El embajador asintió. "Mi experiencia indica que los tellaritas no quieren que otras especies se involucren en sus asuntos. No encontrarás a los humanos sirviendo en roles diplomáticos a menos que encuentren a ese humano indispensable. Hay un dicho tellarita: Unik twavk sak tak motuk. "Rechaza la mano alienígena". Es humana y siempre tendrá la desconfianza de los tellaritas. Incluso desconfían de los vulcanos, pero aún trabajarían con ellos ante una oportunidad particularmente excelente para una industria rentable. Cuando comprenda esto, podrá prepararse mejor para aceptar la oportunidad única que le brindará la cultura tellarita".
Amanda pensó en esto, asintiendo lentamente cuando entendió el punto que estaba haciendo.
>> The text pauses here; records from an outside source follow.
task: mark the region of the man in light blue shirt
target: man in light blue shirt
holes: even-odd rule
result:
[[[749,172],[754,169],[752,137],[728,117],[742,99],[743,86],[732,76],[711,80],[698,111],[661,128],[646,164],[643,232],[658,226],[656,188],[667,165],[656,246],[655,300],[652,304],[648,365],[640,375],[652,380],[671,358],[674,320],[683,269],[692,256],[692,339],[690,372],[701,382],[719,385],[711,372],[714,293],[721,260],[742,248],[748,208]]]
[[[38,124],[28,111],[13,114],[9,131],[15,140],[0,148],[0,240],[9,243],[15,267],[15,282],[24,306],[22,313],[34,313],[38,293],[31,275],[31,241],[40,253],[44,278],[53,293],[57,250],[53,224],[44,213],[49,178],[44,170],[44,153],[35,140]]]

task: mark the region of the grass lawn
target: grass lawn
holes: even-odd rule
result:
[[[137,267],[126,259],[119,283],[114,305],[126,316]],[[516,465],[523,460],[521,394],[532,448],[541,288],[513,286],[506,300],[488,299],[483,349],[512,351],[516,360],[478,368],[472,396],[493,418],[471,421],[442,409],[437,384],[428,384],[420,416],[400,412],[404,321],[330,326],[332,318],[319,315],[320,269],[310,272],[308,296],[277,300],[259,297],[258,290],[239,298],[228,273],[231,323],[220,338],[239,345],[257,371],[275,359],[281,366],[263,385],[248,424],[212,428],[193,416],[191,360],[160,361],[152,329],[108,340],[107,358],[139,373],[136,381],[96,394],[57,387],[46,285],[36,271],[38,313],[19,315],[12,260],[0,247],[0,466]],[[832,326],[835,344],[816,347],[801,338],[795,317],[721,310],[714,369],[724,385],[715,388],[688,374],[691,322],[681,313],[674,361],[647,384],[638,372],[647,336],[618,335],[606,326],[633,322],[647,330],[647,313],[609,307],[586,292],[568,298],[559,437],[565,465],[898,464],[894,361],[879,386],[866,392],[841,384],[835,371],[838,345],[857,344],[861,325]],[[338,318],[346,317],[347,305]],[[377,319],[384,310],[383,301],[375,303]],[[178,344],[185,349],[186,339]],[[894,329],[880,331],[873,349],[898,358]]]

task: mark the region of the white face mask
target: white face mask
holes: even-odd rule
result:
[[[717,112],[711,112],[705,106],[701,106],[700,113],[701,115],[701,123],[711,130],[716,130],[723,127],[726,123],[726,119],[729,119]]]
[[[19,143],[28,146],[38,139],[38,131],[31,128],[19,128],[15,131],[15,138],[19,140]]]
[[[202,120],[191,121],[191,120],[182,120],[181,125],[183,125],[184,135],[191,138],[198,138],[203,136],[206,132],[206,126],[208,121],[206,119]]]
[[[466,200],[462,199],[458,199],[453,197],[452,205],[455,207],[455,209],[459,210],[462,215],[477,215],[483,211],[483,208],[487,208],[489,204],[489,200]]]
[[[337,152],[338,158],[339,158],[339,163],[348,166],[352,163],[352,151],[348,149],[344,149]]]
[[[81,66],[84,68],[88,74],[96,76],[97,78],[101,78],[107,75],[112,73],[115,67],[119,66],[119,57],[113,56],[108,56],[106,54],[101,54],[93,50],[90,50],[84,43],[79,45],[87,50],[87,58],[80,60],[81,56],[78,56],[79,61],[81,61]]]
No se trataba de hacer amigos, se trataba de obtener habilidades y producir algo que no se podía tener con ninguna otra persona. "Gracias, embajador".
El embajador inclinó la cabeza. "Buenas noches, señorita Grayson".
Amanda se fue, finalmente entrando en su habitación. Tenía problemas para conciliar el sueño, pero no fueron los terroristas, ni Sybok, ni los recuerdos de caerse sobre una pared lo que la mantuvieron despierta. Fueron las palabras del embajador. Rechaza la mano alienígena. Amanda conocía esa frase tellarita, pero se traducía de manera muy diferente en su estándar fuertemente influenciado por la Tierra (como dijo su profesor de lingüística: "¡El estándar no es estándar!"). Ella lo traducía como: Escudriñar la mano del extraño. Tenía un sonido mucho menos xenófobo.
Sin embargo, si uno tradujera la frase del tellarik al golic y luego a estándar... pensó en las cláusulas de conjugación correcta, aplicando la correcta para la palabra Golic para "rechazar" y luego... sí, obtendría "rechaza la sangre alienígena".
Era una implicación aterradora que un simple sesgo en la traducción pudiera producir un resultado tan diferente en estándar. Los vulcanos eran muy conocidos por no llevarse bien con los tellaritas, ¿podría ser posible que todo se redujera a malas traducciones?
Si tan solo hubiera una manera de crear un programa que pudiera despojar instantáneamente al lenguaje de sus cualidades suprasegmentales, analizar la semántica y la sintaxis, y crear una traducción perfecta, universalmente entendida por todos los que la escucharan. Amanda reflexionó sobre cómo sería ese traductor y finalmente se quedó dormida tratando de calcular cuántos datos tendría que almacenar esa matriz de traducción.
Notas de traductora:
La parte final, desde la conversación con Sarek, describe perfectamente la última semana para mí. En fin, da igual :(
Curiosidades lingüísticas (tiene siglos que no hago esto):
(1) Productivity and Industry: No es la gran cosa, pero no estaba segura de cómo traducir esto. Industry, literalmente es industria, pero también puede traducirse como afán que supongo es la traducción correcta esta vez. Sin embargo, afán me sonaba raro, así que puse ambición que sonaba más lógico en este caso.